How do you tell if you just herniated a disc?

Answered by Jeremy Urbaniak

When it comes to identifying a herniated or slipped disc, there are several common symptoms to look out for. It’s important to note that these symptoms can vary from person to person, and it’s always best to consult with a medical professional for an accurate diagnosis. Here are some signs that you may have herniated a disc:

1. Pain on one side of the body: One of the primary symptoms of a herniated disc is pain that occurs on one side of the body, commonly in the lower back or neck. This pain can range from mild to severe and may worsen with certain movements or activities.

2. Radiating pain: A herniated disc can cause sharp pain that radiates down the leg, hip, or buttocks. This pain often follows the path of the affected nerve and is commonly referred to as sciatica. It may be accompanied by tingling or numbness in other parts of the leg as well.

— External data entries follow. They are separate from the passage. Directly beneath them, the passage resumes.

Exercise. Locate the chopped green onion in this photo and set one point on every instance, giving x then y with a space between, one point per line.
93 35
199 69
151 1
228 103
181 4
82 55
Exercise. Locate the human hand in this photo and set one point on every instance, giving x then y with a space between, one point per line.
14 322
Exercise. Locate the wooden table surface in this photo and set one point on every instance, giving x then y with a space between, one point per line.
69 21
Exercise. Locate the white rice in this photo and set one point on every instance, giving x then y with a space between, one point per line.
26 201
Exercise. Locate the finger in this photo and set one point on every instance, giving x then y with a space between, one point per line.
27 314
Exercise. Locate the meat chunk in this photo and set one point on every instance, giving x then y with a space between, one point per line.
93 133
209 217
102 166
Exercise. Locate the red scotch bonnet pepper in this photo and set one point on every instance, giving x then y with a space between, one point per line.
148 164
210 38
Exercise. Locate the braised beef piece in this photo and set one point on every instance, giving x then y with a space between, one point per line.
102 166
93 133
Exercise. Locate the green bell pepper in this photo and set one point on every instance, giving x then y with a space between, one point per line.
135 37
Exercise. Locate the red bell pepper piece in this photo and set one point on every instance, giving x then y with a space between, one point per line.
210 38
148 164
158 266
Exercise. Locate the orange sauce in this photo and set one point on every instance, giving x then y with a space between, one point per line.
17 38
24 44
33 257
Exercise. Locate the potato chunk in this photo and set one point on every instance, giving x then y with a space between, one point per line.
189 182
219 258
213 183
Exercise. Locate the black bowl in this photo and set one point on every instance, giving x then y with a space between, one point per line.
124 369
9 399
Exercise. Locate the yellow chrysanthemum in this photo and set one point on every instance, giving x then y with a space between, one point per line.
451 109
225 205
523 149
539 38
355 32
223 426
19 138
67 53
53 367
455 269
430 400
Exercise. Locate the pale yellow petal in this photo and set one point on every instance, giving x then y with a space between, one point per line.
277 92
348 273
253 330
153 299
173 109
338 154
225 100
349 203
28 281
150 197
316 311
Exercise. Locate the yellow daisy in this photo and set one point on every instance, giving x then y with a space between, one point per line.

3. Numbness or tingling: Along with the radiating pain, you may experience numbness or tingling in specific areas. This can include the back of the calf or sole of the foot, depending on which nerves are affected by the herniated disc.

4. Muscle weakness: In some cases, a herniated disc can lead to muscle weakness, especially in the legs. You may find it difficult to lift or control certain movements, and this weakness can impact your balance and coordination.

5. Changes in reflexes: Another potential sign of a herniated disc is a change in reflexes. Your doctor may test your reflexes to see if they are diminished or altered, which could indicate nerve compression caused by a herniated disc.

It’s worth noting that these symptoms can be similar to other conditions, such as muscle strains or nerve impingements, so a proper medical evaluation is crucial for an accurate diagnosis. Your doctor may perform a physical examination, review your medical history, and order imaging tests like an MRI or CT scan to confirm a herniated disc.

If you suspect you have herniated a disc, it’s important to seek medical attention promptly. Early diagnosis and treatment can help alleviate symptoms, prevent further damage, and improve your overall quality of life.